Aim 1: In the blood stream ROH is transported in a complex with RBP4 and a second protein, transthyretin (TTR), to the target cells. The levels of RBP4 and TTR are influenced by several factors but mainly by liver and kidney function. The reason for that is that liver and the kidneys are the sites of RBP4 synthesis and catabolism, respectively. Interestingly, obesity and type 2 diabetes involve disorders of the liver and the kidneys. Therefore the aim was to investigate factors that influence RBP4 and TTR levels in relation to obesity and type 2 diabetes (Part 1).
Aim 2: Once arrived in the target cell ROH is bound to cellular retinol-binding protein type I (CRBP-I) and metabolised: ROH can either be stored as retinylesters or it can be oxidised to retinoic acid (RA). By acting as a transcription factor in the nucleus RA may influence processes such as adipogenesis. Therefore vitamin A has been postulated to be involved in obesity and type 2 diabetes. CRBP-I is known to mediate the storage of ROH in the liver, but the extra-hepatic metabolism and the functions of CRBP-I are not well known. This has been investigated in Part 2 of this work.

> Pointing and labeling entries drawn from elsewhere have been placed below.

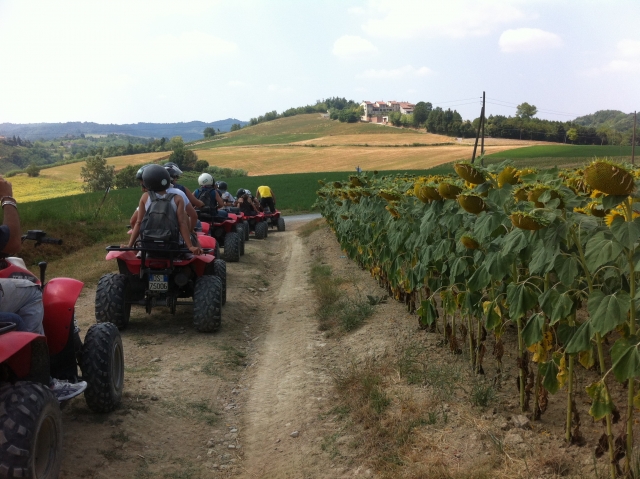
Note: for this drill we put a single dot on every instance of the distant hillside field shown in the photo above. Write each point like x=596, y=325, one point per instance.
x=71, y=172
x=189, y=131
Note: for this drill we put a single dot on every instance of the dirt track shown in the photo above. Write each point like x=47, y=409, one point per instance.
x=217, y=405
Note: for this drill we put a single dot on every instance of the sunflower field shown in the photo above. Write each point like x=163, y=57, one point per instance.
x=554, y=253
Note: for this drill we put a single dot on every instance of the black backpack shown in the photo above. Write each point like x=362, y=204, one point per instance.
x=159, y=229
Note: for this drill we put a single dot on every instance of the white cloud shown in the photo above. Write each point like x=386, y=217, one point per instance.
x=349, y=46
x=527, y=40
x=395, y=73
x=625, y=59
x=451, y=18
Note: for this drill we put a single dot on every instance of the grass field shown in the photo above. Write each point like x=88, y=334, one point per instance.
x=268, y=160
x=564, y=151
x=294, y=129
x=71, y=172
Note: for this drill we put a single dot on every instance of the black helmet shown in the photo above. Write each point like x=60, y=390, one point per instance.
x=174, y=171
x=156, y=178
x=139, y=173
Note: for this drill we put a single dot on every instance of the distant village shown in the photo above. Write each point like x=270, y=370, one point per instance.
x=378, y=111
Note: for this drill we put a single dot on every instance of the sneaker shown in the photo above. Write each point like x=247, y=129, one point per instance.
x=64, y=390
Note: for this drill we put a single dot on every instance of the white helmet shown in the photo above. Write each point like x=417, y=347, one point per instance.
x=205, y=179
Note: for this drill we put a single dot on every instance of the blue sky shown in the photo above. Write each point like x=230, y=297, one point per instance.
x=127, y=61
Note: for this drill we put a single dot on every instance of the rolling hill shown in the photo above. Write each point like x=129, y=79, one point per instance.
x=188, y=131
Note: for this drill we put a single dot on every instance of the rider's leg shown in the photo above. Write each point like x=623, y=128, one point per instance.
x=24, y=298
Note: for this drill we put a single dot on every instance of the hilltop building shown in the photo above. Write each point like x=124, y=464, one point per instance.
x=378, y=111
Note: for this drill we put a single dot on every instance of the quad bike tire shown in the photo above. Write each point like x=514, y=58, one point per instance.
x=207, y=304
x=103, y=367
x=220, y=271
x=111, y=305
x=261, y=230
x=30, y=431
x=247, y=230
x=232, y=247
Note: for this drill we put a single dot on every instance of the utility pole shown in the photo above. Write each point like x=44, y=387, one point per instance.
x=633, y=142
x=480, y=128
x=482, y=123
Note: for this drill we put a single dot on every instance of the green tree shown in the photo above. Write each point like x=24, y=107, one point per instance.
x=126, y=177
x=33, y=170
x=201, y=165
x=526, y=111
x=96, y=174
x=421, y=113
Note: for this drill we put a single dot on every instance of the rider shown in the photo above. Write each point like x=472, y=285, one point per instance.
x=157, y=179
x=207, y=189
x=21, y=299
x=191, y=200
x=246, y=205
x=267, y=198
x=227, y=198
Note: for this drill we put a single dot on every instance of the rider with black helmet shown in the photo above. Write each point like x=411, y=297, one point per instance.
x=156, y=179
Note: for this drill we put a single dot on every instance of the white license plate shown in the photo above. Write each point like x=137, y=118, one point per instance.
x=158, y=282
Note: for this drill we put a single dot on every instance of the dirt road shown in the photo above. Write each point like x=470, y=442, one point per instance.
x=219, y=405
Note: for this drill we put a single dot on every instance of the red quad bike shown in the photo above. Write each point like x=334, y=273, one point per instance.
x=228, y=233
x=274, y=219
x=150, y=277
x=30, y=418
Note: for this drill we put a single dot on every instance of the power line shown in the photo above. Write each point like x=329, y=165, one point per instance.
x=552, y=112
x=454, y=101
x=545, y=110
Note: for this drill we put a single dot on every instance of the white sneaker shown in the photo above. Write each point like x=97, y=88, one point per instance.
x=64, y=390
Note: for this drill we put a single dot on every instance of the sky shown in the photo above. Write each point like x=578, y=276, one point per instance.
x=129, y=61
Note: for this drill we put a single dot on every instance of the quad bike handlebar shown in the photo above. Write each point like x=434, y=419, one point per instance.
x=40, y=237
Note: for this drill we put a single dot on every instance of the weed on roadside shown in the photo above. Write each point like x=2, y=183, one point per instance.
x=198, y=410
x=482, y=393
x=334, y=307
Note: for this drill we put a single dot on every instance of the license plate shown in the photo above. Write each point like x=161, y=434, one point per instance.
x=158, y=282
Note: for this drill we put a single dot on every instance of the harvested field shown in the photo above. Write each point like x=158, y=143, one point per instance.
x=264, y=160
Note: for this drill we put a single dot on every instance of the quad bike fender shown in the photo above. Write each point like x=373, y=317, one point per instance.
x=15, y=350
x=59, y=298
x=200, y=263
x=207, y=241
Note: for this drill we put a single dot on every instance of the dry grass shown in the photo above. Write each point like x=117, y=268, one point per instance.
x=42, y=187
x=271, y=160
x=370, y=139
x=71, y=172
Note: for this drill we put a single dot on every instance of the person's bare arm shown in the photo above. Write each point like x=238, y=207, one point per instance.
x=195, y=201
x=134, y=218
x=135, y=232
x=11, y=219
x=183, y=222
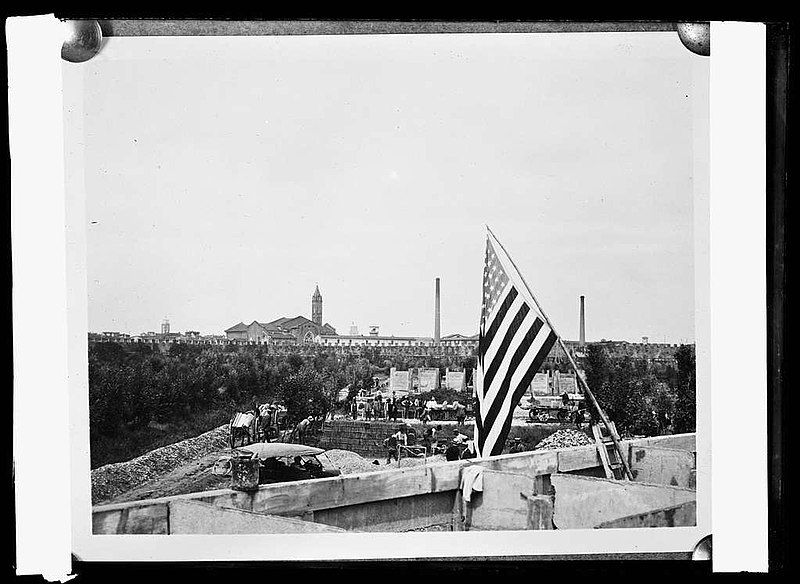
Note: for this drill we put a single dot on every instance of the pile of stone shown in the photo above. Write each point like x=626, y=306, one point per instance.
x=351, y=463
x=565, y=438
x=114, y=479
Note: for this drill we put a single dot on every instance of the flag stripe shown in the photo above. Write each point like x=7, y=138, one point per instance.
x=501, y=350
x=522, y=342
x=518, y=364
x=493, y=347
x=513, y=342
x=499, y=443
x=498, y=319
x=526, y=362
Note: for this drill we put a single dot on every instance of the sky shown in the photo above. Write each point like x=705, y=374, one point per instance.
x=226, y=178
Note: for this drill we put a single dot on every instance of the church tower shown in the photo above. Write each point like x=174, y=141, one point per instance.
x=316, y=307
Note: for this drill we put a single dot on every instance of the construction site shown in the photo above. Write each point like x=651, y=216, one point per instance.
x=557, y=476
x=577, y=487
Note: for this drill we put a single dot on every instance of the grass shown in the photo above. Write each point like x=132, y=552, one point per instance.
x=127, y=444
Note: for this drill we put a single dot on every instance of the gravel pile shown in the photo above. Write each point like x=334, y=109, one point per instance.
x=352, y=463
x=113, y=479
x=565, y=438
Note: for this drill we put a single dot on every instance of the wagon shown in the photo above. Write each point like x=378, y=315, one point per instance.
x=283, y=462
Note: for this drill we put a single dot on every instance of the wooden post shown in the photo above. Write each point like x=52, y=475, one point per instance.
x=572, y=363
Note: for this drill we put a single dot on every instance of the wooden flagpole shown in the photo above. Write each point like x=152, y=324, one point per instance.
x=602, y=414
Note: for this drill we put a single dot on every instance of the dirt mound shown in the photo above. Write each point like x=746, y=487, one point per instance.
x=565, y=438
x=111, y=480
x=352, y=463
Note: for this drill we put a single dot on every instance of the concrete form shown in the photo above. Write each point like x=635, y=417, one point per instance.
x=529, y=490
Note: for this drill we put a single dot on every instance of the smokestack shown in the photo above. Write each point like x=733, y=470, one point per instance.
x=437, y=331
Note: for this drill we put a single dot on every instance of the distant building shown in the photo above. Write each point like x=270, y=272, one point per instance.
x=298, y=329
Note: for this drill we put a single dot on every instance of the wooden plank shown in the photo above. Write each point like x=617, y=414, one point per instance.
x=602, y=451
x=578, y=458
x=307, y=496
x=585, y=502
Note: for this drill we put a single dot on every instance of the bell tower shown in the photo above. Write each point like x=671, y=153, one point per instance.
x=316, y=307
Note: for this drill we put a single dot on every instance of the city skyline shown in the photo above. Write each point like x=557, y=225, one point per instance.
x=371, y=166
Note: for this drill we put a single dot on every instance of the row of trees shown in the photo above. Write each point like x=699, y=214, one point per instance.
x=641, y=399
x=131, y=386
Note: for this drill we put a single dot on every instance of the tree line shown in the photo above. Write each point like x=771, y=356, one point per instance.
x=640, y=398
x=131, y=386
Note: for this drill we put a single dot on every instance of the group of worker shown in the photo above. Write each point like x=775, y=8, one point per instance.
x=393, y=408
x=460, y=447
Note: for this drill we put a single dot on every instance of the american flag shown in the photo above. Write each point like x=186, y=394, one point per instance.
x=514, y=340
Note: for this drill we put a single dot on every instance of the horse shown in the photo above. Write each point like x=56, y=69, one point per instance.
x=243, y=426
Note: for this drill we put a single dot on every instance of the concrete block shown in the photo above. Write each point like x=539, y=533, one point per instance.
x=503, y=504
x=586, y=502
x=683, y=515
x=662, y=466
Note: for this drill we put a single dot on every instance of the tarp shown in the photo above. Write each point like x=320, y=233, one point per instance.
x=242, y=420
x=280, y=449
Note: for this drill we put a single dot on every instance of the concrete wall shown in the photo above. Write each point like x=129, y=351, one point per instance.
x=357, y=501
x=366, y=438
x=663, y=466
x=196, y=517
x=586, y=502
x=675, y=516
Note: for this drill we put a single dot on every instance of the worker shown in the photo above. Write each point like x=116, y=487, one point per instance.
x=517, y=446
x=391, y=444
x=461, y=413
x=303, y=427
x=368, y=409
x=470, y=451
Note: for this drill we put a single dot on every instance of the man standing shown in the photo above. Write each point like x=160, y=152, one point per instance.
x=368, y=409
x=461, y=413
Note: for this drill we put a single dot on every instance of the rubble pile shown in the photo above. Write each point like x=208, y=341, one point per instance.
x=113, y=479
x=565, y=438
x=351, y=463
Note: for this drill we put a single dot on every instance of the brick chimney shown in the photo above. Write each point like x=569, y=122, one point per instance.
x=437, y=331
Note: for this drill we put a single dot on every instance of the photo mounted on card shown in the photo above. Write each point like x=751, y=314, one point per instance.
x=334, y=294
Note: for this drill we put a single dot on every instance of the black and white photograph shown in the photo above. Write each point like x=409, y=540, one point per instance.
x=394, y=283
x=340, y=295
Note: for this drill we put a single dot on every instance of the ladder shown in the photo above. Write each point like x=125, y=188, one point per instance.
x=609, y=456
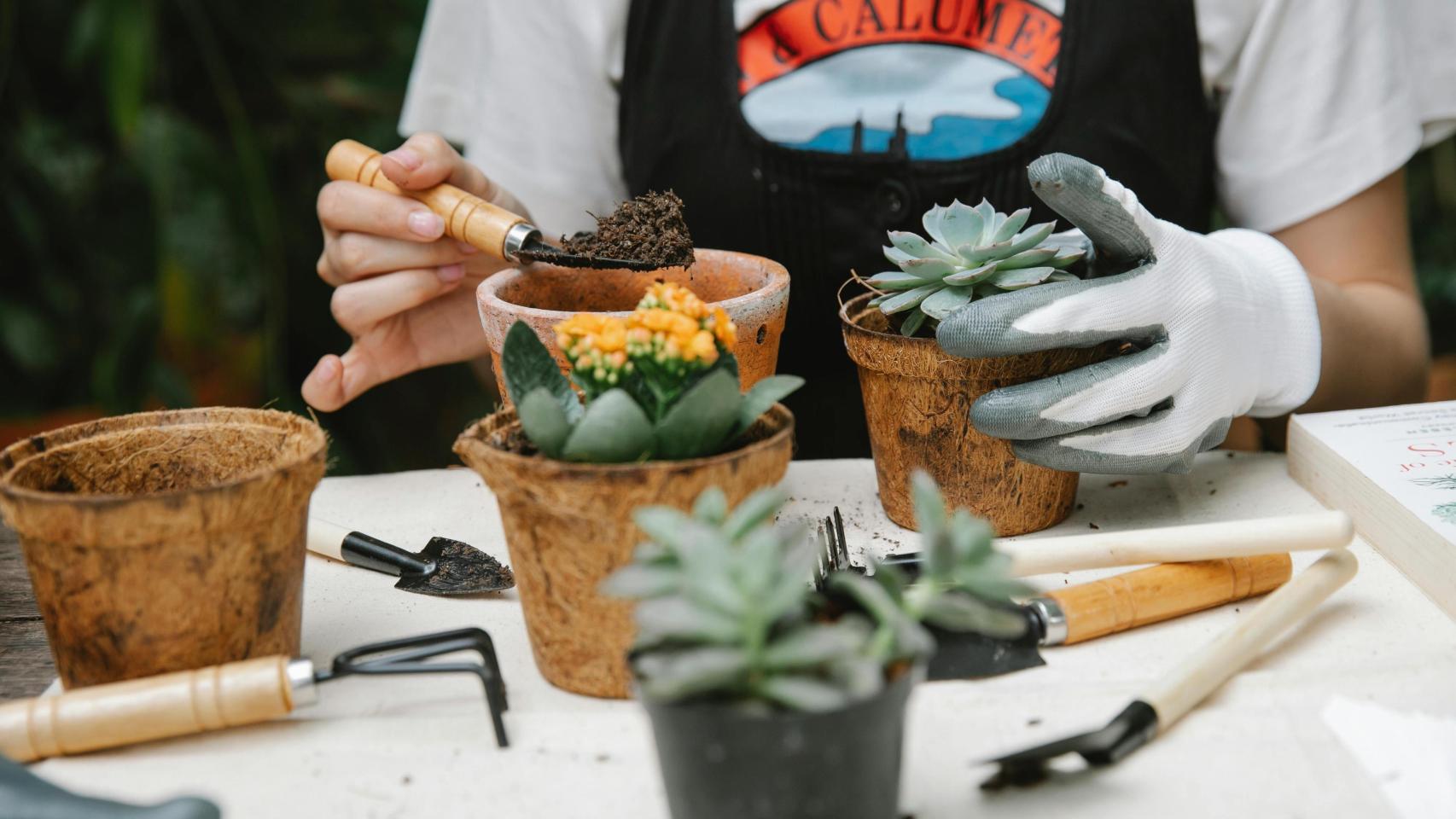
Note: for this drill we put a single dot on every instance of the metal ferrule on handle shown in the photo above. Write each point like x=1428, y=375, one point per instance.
x=154, y=707
x=468, y=217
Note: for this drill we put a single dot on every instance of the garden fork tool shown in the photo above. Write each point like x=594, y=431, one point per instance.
x=1177, y=694
x=468, y=217
x=1193, y=579
x=226, y=695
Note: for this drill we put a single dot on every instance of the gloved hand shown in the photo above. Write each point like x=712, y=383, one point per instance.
x=1228, y=320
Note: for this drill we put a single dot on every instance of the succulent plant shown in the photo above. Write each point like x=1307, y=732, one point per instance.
x=970, y=253
x=657, y=385
x=727, y=610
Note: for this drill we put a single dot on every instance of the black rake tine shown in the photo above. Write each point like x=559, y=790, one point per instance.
x=842, y=557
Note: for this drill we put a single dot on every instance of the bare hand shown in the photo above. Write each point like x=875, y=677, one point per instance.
x=405, y=291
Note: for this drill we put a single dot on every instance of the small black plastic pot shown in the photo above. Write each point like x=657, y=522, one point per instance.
x=721, y=763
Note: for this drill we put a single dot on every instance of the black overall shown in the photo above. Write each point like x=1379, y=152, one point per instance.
x=1127, y=96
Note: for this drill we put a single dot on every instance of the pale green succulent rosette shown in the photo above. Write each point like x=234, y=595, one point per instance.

Material & Methods: RBP4 and TTR levels were investigated by ELISA in serum samples of human subjects with overweight, type 2 diabetes, kidney or liver dysfunction. Molecular alterations of the RBP4 and TTR protein structure were analysed by MALDI-TOF mass spectrometry. The functions of intracellular CRBP-I were investigated in CRBP-I knock-out mice in liver and extra-hepatic tissues by measuring ROH levels as well as the levels of its storage form, the retinylesters, using reverse phase HPLC. The postprandial uptake of ROH into tissues was analysed using labelled ROH. The mRNA levels of enzymes that metabolize ROH were examined by real-time polymerase chain reaction (RCR).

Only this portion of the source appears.